Pour appuyer ses dires, ce haut cadre d’AWI a dressé un réquisitoire contre les régimes monarchiques ayant gouverné dans les pays islamiques. «Ils se sont accaparé le pouvoir et la richesse et ont pratiqué toutes les formes d’injustice contre leur peuple», a-t-il estimé. Amkassou a ponctué ses déclarations par des rappels des positions de l’«imam» (Abdeslam Yassine) sur le même sujet.
AWI souffle le chaud et le froid
«La position exprimée par Omar Amkassou sur la question du pouvoir héréditaire est un message adressé à l’État, après celui de la feuille de route de février 2024», note dans des déclarations à Yabiladi Driss Ganbouri, spécialiste des groupes islamistes.
«Par ce retour aux sources, Al Adl wal Ihsane tente de lever la barre de ses revendications un peu plus haut, un an après avoir fait l’impasse sur le sujet. C’est une tactique destinée à amener l’État à dialoguer avec ses représentants. Les mouvements d’opposition, qu’ils soient de gauche ou islamistes, empruntent tous cette voie afin d’arracher quelques concessions», a analysé l’auteur du livre «La réforme religieuse et l’occidentalisation de l’islam».
«La Jamaa est dans l’opposition depuis cinq décennies. Elle ne peut occuper éternellement ce poste. Toute force politique a pour objectif de s’accaparer le pouvoir ou du moins de le partager. Al Adl wal Ihsane ne fait pas exception, même si au Maroc, le PJD d’Abdelilah Benkirane reste l’interlocuteur islamiste idéal pour l’État», a-t-il souligné.

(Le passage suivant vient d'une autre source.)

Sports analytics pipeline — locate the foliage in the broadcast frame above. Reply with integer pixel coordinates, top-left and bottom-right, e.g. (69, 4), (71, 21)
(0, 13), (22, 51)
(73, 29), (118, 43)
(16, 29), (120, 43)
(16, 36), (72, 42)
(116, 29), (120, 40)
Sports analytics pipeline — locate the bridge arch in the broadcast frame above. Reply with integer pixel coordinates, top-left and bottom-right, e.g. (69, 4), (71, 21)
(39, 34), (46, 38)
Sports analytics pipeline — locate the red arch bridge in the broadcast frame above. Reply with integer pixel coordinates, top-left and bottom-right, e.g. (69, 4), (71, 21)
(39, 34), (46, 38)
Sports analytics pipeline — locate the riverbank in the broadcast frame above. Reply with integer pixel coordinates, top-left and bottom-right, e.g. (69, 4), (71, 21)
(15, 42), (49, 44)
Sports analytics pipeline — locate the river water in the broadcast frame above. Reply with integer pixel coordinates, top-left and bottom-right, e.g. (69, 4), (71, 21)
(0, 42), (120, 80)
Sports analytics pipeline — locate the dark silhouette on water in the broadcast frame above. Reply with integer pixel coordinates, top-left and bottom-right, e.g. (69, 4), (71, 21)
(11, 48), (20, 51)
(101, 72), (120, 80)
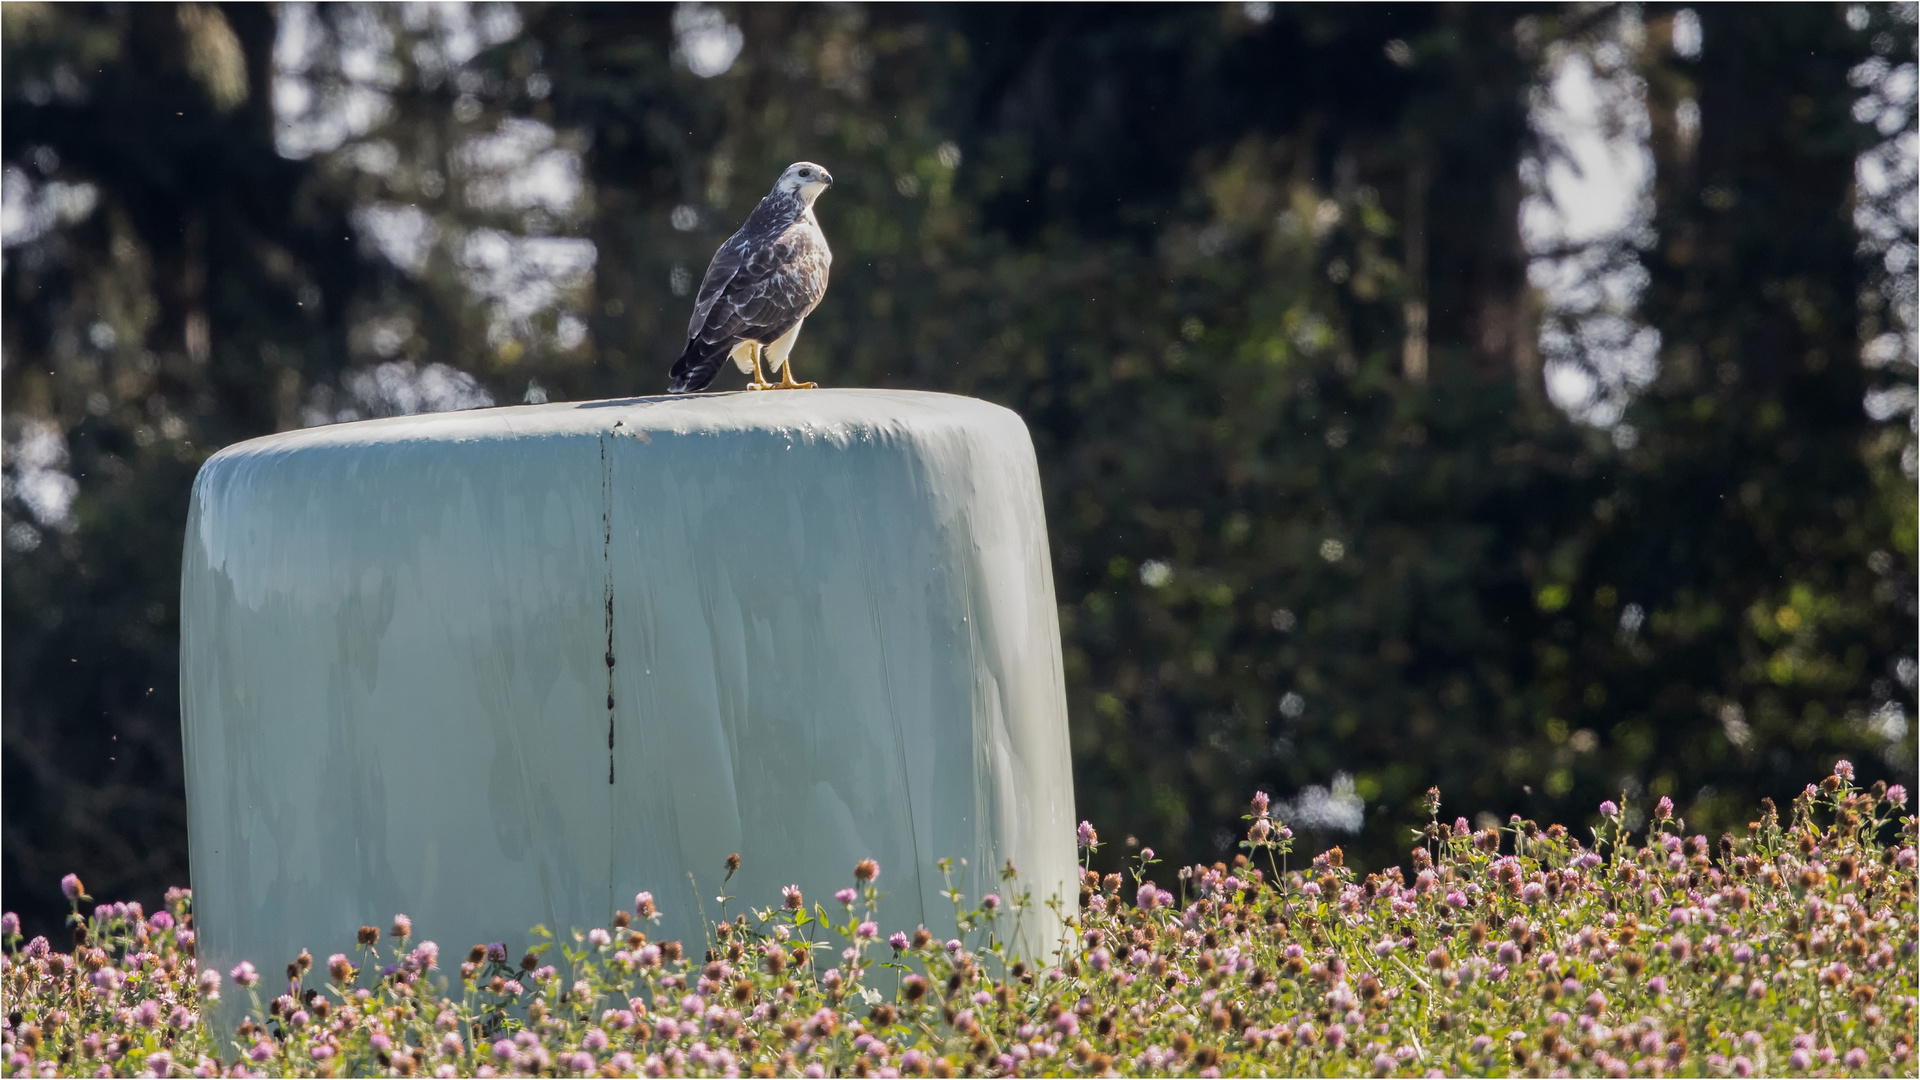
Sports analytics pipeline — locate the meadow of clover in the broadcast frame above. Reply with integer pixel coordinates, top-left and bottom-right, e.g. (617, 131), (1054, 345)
(3, 762), (1913, 1078)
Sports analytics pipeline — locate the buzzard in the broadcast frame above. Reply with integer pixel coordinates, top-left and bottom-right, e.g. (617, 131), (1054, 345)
(667, 162), (834, 393)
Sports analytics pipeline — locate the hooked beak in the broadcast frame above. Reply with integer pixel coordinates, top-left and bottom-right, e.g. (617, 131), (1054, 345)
(821, 171), (834, 187)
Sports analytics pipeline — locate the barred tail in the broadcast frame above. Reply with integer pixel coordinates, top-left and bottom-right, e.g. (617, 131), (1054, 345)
(667, 339), (730, 394)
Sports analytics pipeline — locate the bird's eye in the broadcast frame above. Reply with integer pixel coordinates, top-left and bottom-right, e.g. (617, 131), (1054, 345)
(800, 169), (812, 177)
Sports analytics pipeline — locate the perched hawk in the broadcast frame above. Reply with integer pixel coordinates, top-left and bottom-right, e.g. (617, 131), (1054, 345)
(667, 162), (834, 393)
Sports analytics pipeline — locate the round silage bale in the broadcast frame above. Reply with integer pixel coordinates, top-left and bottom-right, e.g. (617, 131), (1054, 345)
(180, 389), (1077, 1017)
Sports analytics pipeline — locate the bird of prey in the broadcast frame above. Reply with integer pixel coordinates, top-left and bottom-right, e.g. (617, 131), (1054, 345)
(667, 162), (834, 393)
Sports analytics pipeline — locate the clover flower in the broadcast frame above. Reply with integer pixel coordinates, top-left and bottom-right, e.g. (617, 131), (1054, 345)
(0, 768), (1908, 1080)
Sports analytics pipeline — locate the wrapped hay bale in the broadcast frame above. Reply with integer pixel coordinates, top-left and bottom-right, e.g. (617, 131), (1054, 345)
(180, 389), (1076, 1010)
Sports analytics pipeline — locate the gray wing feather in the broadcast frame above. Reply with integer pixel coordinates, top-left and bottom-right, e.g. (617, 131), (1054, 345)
(686, 235), (751, 341)
(689, 222), (830, 347)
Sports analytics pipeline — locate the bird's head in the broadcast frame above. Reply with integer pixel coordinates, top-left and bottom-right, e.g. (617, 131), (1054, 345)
(774, 161), (834, 205)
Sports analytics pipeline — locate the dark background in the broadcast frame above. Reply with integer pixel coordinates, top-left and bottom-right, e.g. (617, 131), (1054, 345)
(4, 2), (1915, 939)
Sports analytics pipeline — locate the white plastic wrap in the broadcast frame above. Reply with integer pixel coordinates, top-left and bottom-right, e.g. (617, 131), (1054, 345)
(180, 389), (1076, 1007)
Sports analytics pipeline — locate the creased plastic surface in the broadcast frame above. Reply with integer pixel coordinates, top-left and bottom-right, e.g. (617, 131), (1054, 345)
(179, 389), (1076, 1014)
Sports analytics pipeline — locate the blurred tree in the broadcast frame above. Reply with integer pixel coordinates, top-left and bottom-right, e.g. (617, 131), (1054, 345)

Si la Jamaa est revenue à son opposition traditionnelle au pouvoir monarchique héréditaire, elle s’est faite le grand avocat de la défense de l’intégrité territoriale du Maroc. «C’est une ligne rouge qui ne peut faire l’objet de négociation», a martelé Omar Amkassou. «Cette déclaration est un autre message du mouvement adressé à l’État. Les islamistes, au même titre que les autres forces politiques, ont toujours soufflé le chaud et le froid sur certains sujets, et ce à des fins politiques», précise Driss El Ganbouri.
En témoignent les déclarations du vice-secrétaire général, porte-parole de la Jamaa, Fathallah Arsalane, faites le même jour, sur la réforme du code de la famille. «Nous n’avons pas d’objection sur les conventions internationales relatives à la famille à condition qu’elles ne contreviennent pas aux fondements» religieux, a annoncé le n°2 d’AWI. Il s’est dit en faveur du principe de l’«Ijtihad».
Le 24 décembre 2024, lors de la séance de travail consacrée à la question de la révision du Code de la famille, le roi Mohammed VI a appelé «le Conseil supérieur des Oulémas à poursuivre la réflexion et à adopter l’Ijtihad constructif sur la question de la famille».